Yunho abi gülerek bana baktığında hemen peşinden gittim.

"Selam!"

"Selam. Ev arkadaşı arayan?"

"Evet. Ben Minseok. Kim Minseok."

"Ben de Sehun. Memnun oldum."

Bileklikleri, tuhaf bir küpesi, dağınık saçları ve havalı görünen bir giyim tarzı vardı. Konuşmadığı sürece serseri olduğu düşünülebilirdi. Fakat ses tonu ve sevimli yüz ifadeleri vardı.

"İstersen evde konuşalım. Yorulmuş gibisin."

"Sevinirim."

Ev gezip beğenecek vakti olmadığını söylüyordu. Onun için yalnızca uyuyabileceği, üşümeyeceği ve ders çalışabileceği bir ortam olması yeterliydi. Eve gidene kadar telefonumdan evin fotoğraflarını gösterdim. Özellikle kirayı duyduğunda şoka girmişti. Ayağındaki ayakkabılar bile muhtemelen bir aylık kira ediyordu. Benim ödemek için deli gibi çalıştığım kirayı o fazla ucuz buluyordu. Hayatın adaleti..

Şımarık davranan biri olmaması için dua ediyordum. Eskiden de zengin arkadaşlarım olmuştu. Fakat görgüsüzlük yapan ve şımarık tavırlarıyla başkalarını ezmeye çalışanlara tahammül edemiyordum.

Eve girene kadar sohbet ettik. Özellikle ortak yaşam alanlarında kuralları olup olmadığını sordum. Tabi kendi kurallarımdan bahsetmeyi de ihmal etmedim. Sonuçta birlikte yaşayacaktık ve kimse kimsenin hakkına tecavüz etmemeliydi.

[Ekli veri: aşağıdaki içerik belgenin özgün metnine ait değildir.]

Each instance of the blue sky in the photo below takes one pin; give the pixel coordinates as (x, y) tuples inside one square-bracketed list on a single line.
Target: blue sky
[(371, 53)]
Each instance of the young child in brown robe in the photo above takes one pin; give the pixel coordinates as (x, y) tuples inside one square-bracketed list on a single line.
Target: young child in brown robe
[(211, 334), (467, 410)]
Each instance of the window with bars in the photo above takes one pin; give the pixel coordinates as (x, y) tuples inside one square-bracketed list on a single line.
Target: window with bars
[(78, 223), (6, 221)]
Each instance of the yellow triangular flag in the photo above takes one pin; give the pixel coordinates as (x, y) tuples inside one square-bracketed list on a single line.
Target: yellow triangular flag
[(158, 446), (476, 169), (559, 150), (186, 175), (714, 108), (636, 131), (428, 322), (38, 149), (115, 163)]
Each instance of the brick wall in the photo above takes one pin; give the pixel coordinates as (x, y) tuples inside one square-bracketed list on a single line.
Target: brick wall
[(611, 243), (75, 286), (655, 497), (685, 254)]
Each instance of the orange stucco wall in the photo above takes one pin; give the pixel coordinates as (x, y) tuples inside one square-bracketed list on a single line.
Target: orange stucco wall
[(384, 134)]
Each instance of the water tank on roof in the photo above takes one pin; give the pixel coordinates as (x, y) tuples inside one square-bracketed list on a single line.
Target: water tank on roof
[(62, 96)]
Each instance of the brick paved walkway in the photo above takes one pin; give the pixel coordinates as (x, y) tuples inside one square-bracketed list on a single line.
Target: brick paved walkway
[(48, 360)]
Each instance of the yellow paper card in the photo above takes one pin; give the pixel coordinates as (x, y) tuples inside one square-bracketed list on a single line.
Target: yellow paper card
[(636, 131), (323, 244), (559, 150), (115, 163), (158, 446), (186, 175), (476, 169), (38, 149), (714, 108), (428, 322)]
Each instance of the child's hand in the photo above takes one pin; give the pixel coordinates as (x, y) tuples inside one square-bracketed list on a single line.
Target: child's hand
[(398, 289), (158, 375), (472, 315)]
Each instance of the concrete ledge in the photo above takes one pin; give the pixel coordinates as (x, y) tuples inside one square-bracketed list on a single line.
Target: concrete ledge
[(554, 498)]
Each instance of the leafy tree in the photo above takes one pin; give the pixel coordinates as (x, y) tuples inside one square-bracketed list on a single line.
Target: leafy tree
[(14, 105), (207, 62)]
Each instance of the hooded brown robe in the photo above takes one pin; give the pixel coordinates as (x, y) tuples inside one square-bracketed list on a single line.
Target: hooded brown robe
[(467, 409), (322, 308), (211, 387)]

Aslında ifadesiz ve soğuk biri gibi duruyordu. Fakat konuştukça ne kadar uyumlu olduğunu görüyordum. Sıcak ve uysal biriydi.

Evim oldukça küçüktü. Alt katında Amerikan mutfak ve orta büyüklükle bir salon vardı. Üst katta da yalnızca iki küçük oda.. Gangnam'dan gelen biri için yaşanamayacak kadar küçüktü.

"Yerine oturmadım değil mi?"

Kanepeye oturduktan sonra tedirgin olup bana döndü.

"Bu ev ikimizin. Yani misafir değilsin. Ayrıca yer takıntısı olan biri değilimdir. Lütfen rahat ol."

"Şey.. Aslında yaşadığım ev hep çok kalabalıktı. Fakat yalnız yaşıyor gibiydim. Alışmam biraz zaman alabilir."

"Sorun değil. Tabi kirayı ödemeden kaçmayacaksan.."

"Tabi ki ödeyeceğim. Hatta şimdiden verebilirim istersen."

Dolapta dün akşam yaptığım yemekler vardı. Yorgun olduğu için bir an önce masayı hazırlamam gerekiyordu.

Yemekten sonra odasını yerleştirmek için kalktı. İlk günü olduğu için bulaşıklar konusunda üstüne gitmek istemiyordum. Zaten son enerji kırıntısını da duşa girmek için harcamıştı.

Sabah erken saatte evden birlikte çıktık. Aynı bölümde olduğumuz için ortak derslerimiz de epey fazlaydı.

Birlikte yaşayacağımız için ona hemen hemen her şeyi anlatmıştım. Fakat saklamak zorunda hissettiğim bir şey vardı. Ben erkeklerden hoşlanıyordum. Umarım bu onun için sorun olmazdı.